基于偏振信息图像增强的多目标检测

偏振是光的重要特性之一，偏振成像技术能够获取场景中目标的强度信息和偏振信息，偏振信息能够反映出目标物体表面的材质特征。本文针对雾霾天气状况下道路场景中常见目标识别结果的准确性要求，提出了两种基于偏振信息的图像增强方案。首先经过多次采集实验，经过数据清洗、图像标注构建偏振数据集，共4 649张图像和31 877个标签。针对雾霾轻度污染的场景，通过区域自动生长算法分割出偏振强度图像中的天空区域，根据天空区域的偏振度和偏振角信息以及大气物理散射模型反演出目标反射光，从而实现图像去雾。针对雾霾重度污染的场景，使用小波变换的方式对图像进行增强，利用偏振度图像来增强强度图像中的目标轮廓。使用图像灰度方差和图像信息熵作为图像质量评价指标，使用YOLO v5s深度学习网络进行目标检测。实验结果表明，雾霾轻度污染的情况下，图像质量和目标检测准确性均有所提升，图像信息熵提升了3.36%,灰度方差提升了40.27%,目标检测mAP达到了76.40%,提升了12.69%;雾霾重度污染的情况下，目标检测mAP提升约1.69%。

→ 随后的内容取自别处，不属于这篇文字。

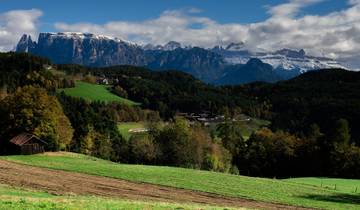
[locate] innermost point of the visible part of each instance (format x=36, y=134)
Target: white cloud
x=13, y=24
x=334, y=34
x=291, y=8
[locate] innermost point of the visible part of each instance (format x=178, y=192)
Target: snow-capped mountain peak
x=235, y=46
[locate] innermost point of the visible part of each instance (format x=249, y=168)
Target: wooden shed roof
x=24, y=138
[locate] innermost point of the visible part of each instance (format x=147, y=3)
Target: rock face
x=232, y=64
x=25, y=44
x=85, y=49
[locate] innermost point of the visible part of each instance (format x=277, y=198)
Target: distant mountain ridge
x=219, y=65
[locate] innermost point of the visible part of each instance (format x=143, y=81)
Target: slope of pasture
x=21, y=198
x=340, y=185
x=124, y=128
x=93, y=92
x=269, y=190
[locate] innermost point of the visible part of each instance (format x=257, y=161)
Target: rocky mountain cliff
x=220, y=65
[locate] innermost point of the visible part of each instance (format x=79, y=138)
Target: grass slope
x=93, y=92
x=16, y=198
x=340, y=185
x=126, y=126
x=270, y=190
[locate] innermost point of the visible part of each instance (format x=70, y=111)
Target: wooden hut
x=26, y=144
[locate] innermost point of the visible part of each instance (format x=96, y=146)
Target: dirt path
x=62, y=183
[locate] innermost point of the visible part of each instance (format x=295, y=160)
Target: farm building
x=26, y=144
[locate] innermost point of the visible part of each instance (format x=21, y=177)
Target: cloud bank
x=14, y=24
x=335, y=35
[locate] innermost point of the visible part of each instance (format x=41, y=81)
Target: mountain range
x=221, y=65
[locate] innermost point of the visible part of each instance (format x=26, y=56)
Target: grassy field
x=340, y=185
x=93, y=92
x=126, y=126
x=248, y=127
x=16, y=198
x=270, y=190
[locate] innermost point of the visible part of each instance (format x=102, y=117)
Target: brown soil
x=64, y=183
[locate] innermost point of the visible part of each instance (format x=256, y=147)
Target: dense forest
x=313, y=130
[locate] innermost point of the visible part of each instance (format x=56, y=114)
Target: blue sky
x=328, y=28
x=102, y=11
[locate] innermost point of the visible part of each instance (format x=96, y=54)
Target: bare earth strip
x=64, y=183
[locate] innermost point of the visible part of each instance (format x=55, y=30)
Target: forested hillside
x=313, y=130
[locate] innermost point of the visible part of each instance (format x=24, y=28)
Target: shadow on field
x=338, y=198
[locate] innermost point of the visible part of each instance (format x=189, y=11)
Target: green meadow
x=94, y=92
x=292, y=192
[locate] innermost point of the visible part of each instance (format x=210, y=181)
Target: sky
x=322, y=27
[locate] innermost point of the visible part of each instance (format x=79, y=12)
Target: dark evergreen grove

Multi-object detection based on polarization information image enhancement

Polarization is one of the important characteristics of light. Polarization imaging technology can obtain the intensity information and polarization information of the target in the scene. Polarization information can reflect the material characteristics of the target surface. In this paper, two image enhancement schemes based on polarization information are proposed to meet the accuracy requirements of common target recognition results in road scenes under haze weather conditions. First of all, the polarization data set is constructed through multiple acquisition experiments, data cleaning and image labeling, with a total of 4 649 images and 31 877 tags. For the scene with slight haze pollution, the sky region in the polarization intensity image is segmented by the region automatic growth algorithm, and the reflected light of the target is reversely generated according to the polarization degree and polarization angle information of the sky region and the atmospheric physical scattering model, so as to realize the image defogging. For the heavily polluted scene of haze, wavelet transform is used to enhance the image, and the degree of polarization image is used to enhance the target contour in the intensity image. The image gray variance and image information entropy are used as image quality evaluation indicators, and the YOLO v5s deep learning network is used for object detection. The results show that in the case of light haze pollution, the image quality and object detection accuracy have been improved, the image information entropy has increased by 3. 36%, the gray variance has increased by 40. 27%, and the object detection mAP has reached 76. 40%, increased by 12. 69%. In the case of heavy smog pollution, the object detection mAP increased by about 1. 69%.